Repository files navigation

Hello-NLP Logo

Hello-NLP is a drop-in microservice to enhance Solr or Elasticsearch with the power of Python NLP. It is written to be a practical addition to your search relevance stack with minimal learning curve to get you running quickly and efficiently.

In short, it exposes an enrichment service for a configurable analysis pipeline that aims to solve the naive normalization issues that happen during text analysis in Lucene search engines, and gives you the tools to craft business driven relevance without starting from scratch.
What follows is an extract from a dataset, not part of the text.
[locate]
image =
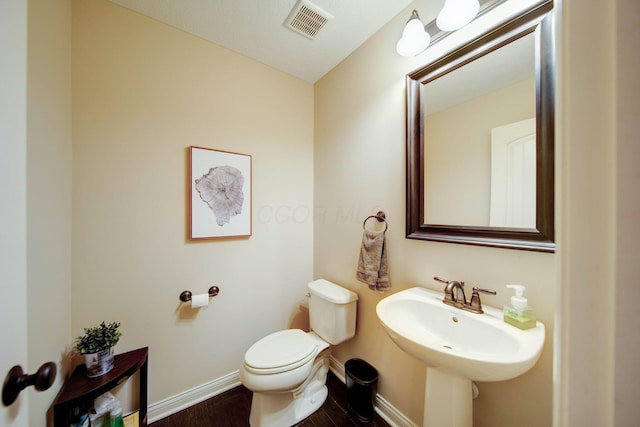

Hello-NLP is opinionated, but not imposing. It doesn't try to assume what's relevant - but it does give you better tools and signals to use while you tune relevance. If you're used to crafting analyzers in Elastic or fieldTypes in Solr, then you'll feel comfortable with Hello-NLP.

Also, since the NLP community (mostly) uses Python, it brings Python extensibility to your content and query analysis that are otherwise unavailable in the Java-based Solr/Elastic stacks. You can create an analyzer using Huggingface, SpaCy, Gensim, Scikit-learn, Pytorch, Tensorflow, or anything else you can imagine. And, if you want to use a non-Python tool during analysis (like Duckling), it's easy to write a service call out using Python requests!

Installation

Clone this repo! Then Install via either Docker or Manually

Docker for Solr

Open your configuration file docker-solr.conf, and configure your connectivity to your running Solr endpoint.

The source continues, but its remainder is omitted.